- Directed by: Rupert Wainwright
- Screenplay by: Rupert Wainwrigh Barry Yourgrau
- Based on: The Sadness of Sex by Barry Yourgrau
- Produced by: David Lancaster Rupert Maconick Rupert Wainwright
- Starring: Barry Yourgrau Peta Wilson
- Cinematography: André Pienaar
- Edited by: Brian Berdan Jeff Bessner (uncredited)
- Music by: Anne Dudley Jay Ferguson Nicholas Pike
- Production company: Skyvision Partners
- Distributed by: Filmworks
- Release dates: October 20, 1995; (Hamptons International Film Festival) April 1997 (Los Angeles) March 6, 1998 (United States)
- Running time: 87 minutes
- Country: Canada
- Language: English

= The Sadness of Sex =

1995 film by Rupert Wainwright

The Sadness of Sex is a 1995 Canadian romantic comedy film directed by Rupert Wainwright, written by Tom Lazarus and Rick Ramage, and distributed by Metro-Goldwyn-Mayer Pictures.

==Plot==
A series of vignettes explores the course of relationships from beginning to end.

==Cast==

- Barry Yourgrau as The Host
- Peta Wilson as Girl of His Dreams
- Barbara Baumann as Demoiselle
- Mark Benesh as Son
- Buddy Brennan as Mayor's Assistant
- Richard Bulley as Dad
- Walter Connell as Banker
- Janice Guillaume as Lady
- John E. Holding as Banker
- Fielding Horan as Cupid
- Tina Moessner as Revolutionary
- Tara Monee as Revolutionary
- Kristie Norman as Revolutionary
- Andrea Officer as Lady
- Eugene Oleksiuk as Banker
- Jeffrey Peller as Police Officer
- Rachel Stewart as Lady
- Tim Trouten as Police Chief
- Stephen E. Turl as Banker
- Mandy Watts as Revolutionary
- Dianne Zeust as Mom

==Production==
Filming took place in Toronto in 1994.

==Reception==
Reviewer Kevin Thomas of the Los Angeles Times wrote, "In an era of short attention spans, Barry Yourgrau has emerged as a performance artist who holds audiences spellbound with his storytelling ability. He has now raised the ante by performing before a camera in 'The Sadness of Sex,' composed of 15 vignettes drawn from his collection of short stories of the same name. He and his director and co-adapter, Rupert Wainwright, have been remarkably inventive and resourceful in making their film as cinematic as possible, enriching rather than undercutting Yourgrau's considerable presence. [...] In the midst of a given story, Wainwright will deftly cut away from Yourgrau to a kaleidoscopic variety of visuals, including stills, clips from old movies and some staged moments in which Yourgrau and others actually act out a scene. Golden Palominos, Cowboy Junkies and Daniel Lanois, among others, provide rich and evocative musical accompaniment, which flows with the stories. This distinctive narrative technique culminates in an inspired parable, outrageous yet serious, that is dramatized as a mini-film noir. In it, Yourgrau suggests powerfully how men and women can feel sex and emotion divided within themselves. He emerges as a kind of private eye in search of a way to bring them together."

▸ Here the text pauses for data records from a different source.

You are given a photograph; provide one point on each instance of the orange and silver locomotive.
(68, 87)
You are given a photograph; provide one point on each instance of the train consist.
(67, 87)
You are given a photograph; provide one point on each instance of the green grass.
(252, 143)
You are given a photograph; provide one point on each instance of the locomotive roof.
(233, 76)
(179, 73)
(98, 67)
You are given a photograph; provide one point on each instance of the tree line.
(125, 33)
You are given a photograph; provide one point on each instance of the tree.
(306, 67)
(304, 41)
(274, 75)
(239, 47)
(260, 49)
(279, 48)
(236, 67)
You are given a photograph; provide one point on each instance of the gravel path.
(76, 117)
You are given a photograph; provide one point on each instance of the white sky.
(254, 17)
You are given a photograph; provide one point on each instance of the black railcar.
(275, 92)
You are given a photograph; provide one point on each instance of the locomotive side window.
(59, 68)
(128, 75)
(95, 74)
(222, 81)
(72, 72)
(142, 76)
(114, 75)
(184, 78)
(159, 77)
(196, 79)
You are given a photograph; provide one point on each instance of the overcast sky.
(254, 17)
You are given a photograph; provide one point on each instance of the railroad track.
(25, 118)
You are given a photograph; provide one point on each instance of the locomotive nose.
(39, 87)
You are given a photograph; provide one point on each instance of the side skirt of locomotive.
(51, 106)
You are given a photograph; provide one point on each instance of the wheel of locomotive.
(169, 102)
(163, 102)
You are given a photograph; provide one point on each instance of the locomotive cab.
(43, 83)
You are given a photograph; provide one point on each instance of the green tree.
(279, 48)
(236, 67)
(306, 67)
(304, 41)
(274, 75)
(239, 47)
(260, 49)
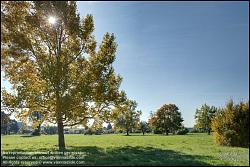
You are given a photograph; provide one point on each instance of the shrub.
(231, 125)
(182, 131)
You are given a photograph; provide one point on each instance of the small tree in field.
(49, 55)
(204, 116)
(167, 119)
(231, 125)
(126, 117)
(144, 127)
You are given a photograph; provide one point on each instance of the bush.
(231, 125)
(182, 131)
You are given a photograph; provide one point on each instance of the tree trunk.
(166, 130)
(61, 142)
(208, 132)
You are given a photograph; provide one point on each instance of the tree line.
(229, 124)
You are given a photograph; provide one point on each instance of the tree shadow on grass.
(149, 156)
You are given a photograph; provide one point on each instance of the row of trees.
(230, 124)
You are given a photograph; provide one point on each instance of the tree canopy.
(167, 119)
(56, 68)
(204, 117)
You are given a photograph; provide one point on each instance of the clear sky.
(186, 53)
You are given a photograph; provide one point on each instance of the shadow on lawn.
(134, 156)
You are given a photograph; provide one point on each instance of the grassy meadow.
(118, 149)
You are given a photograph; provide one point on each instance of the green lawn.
(191, 149)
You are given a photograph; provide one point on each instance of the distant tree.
(182, 131)
(50, 130)
(144, 127)
(231, 125)
(204, 116)
(5, 120)
(109, 127)
(36, 119)
(126, 116)
(167, 119)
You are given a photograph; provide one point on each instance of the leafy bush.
(231, 125)
(182, 131)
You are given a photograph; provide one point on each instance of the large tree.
(204, 116)
(167, 119)
(49, 55)
(126, 116)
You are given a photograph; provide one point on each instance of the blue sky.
(187, 53)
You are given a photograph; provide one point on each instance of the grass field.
(191, 149)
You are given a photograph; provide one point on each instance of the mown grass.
(113, 149)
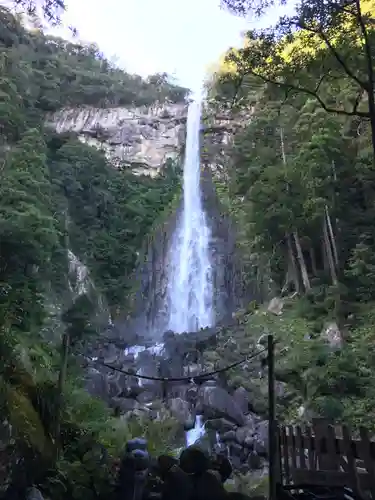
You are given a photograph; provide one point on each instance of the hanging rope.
(182, 379)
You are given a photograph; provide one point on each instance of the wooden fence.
(326, 455)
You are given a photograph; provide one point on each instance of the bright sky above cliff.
(181, 37)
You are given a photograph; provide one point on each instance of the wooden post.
(272, 452)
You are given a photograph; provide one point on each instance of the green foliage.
(59, 196)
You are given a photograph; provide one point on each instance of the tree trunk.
(313, 261)
(293, 263)
(328, 251)
(302, 264)
(332, 237)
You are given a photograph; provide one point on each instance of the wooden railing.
(326, 455)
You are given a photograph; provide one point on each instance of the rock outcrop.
(142, 138)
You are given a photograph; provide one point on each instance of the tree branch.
(313, 94)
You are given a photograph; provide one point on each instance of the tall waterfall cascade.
(190, 283)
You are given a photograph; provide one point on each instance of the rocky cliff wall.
(142, 138)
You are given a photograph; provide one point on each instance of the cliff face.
(142, 138)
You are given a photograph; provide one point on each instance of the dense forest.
(300, 183)
(58, 198)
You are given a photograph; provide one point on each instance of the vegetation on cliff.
(301, 187)
(60, 196)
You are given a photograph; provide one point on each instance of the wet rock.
(145, 397)
(221, 425)
(181, 410)
(97, 384)
(228, 436)
(332, 335)
(244, 434)
(34, 494)
(217, 402)
(124, 405)
(261, 438)
(276, 306)
(254, 460)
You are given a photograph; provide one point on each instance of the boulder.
(241, 397)
(216, 402)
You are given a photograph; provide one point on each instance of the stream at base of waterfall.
(190, 284)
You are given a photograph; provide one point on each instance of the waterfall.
(190, 284)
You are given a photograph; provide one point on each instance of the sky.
(181, 37)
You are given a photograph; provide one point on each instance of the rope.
(182, 379)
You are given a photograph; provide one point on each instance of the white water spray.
(190, 279)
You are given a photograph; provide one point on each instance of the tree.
(50, 9)
(326, 44)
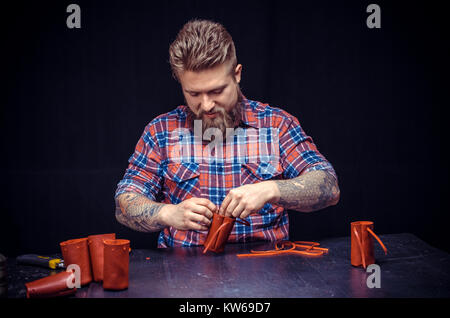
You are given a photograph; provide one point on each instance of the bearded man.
(261, 164)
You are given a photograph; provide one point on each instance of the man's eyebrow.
(211, 90)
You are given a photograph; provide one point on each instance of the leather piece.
(362, 252)
(51, 286)
(96, 247)
(116, 264)
(76, 251)
(303, 248)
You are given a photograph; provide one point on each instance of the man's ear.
(237, 73)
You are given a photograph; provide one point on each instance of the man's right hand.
(191, 214)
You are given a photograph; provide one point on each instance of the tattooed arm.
(312, 191)
(139, 213)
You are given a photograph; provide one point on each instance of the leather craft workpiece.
(76, 251)
(362, 243)
(303, 248)
(219, 231)
(116, 261)
(95, 243)
(51, 286)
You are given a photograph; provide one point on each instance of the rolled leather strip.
(51, 286)
(116, 264)
(76, 251)
(219, 232)
(95, 243)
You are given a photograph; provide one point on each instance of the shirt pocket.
(182, 181)
(259, 171)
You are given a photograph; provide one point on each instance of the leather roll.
(116, 264)
(219, 231)
(51, 286)
(76, 251)
(362, 250)
(96, 247)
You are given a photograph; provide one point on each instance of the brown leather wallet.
(219, 231)
(116, 263)
(51, 286)
(76, 251)
(95, 243)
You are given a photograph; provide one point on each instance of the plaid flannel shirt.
(171, 164)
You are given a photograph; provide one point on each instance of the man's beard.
(223, 119)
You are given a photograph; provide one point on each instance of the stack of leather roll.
(99, 258)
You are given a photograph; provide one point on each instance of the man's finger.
(231, 207)
(196, 226)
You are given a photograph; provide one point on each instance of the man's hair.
(200, 45)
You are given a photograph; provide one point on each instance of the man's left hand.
(250, 198)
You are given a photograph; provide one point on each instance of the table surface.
(411, 268)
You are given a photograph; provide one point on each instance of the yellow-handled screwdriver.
(42, 261)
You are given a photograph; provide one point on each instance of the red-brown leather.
(303, 248)
(116, 264)
(51, 286)
(362, 244)
(76, 251)
(95, 243)
(219, 231)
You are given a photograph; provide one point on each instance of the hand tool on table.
(42, 261)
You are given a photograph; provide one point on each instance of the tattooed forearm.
(138, 212)
(312, 191)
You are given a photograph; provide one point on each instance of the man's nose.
(207, 104)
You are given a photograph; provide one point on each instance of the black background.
(74, 103)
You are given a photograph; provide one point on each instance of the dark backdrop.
(75, 101)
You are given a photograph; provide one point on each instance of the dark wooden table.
(412, 268)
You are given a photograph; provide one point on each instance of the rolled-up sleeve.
(298, 153)
(143, 172)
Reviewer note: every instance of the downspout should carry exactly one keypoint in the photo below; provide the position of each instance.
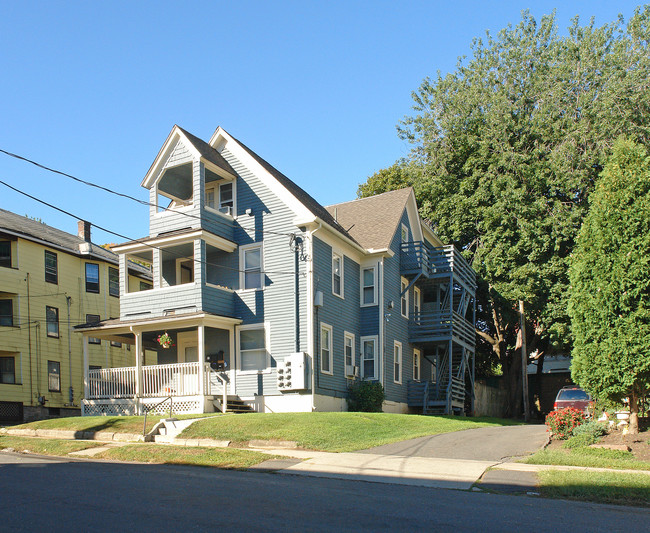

Reviewer Emanuel Levy of Variety wrote, "Original and often provocative, 'The Sadness of Sex,' a multimedia performance piece about the mysterious magic of love, is a demanding but not always easy or enjoyable film to watch. Excessive MTV-like style and consciously disjointed narrative undercut the emotional impact of the dense material, which is most appropriate for mature audiences who have experienced the bittersweet taste of love and its aftermath. Commercial prospects for disturbing film are skimpy, though it should travel the international festival road, perhaps even play the arthouse circuit."

== Release ==
The film premiered at the Hamptons International Film Festival on October 20, 1995, followed by a theatrical release in Los Angeles in April 1997.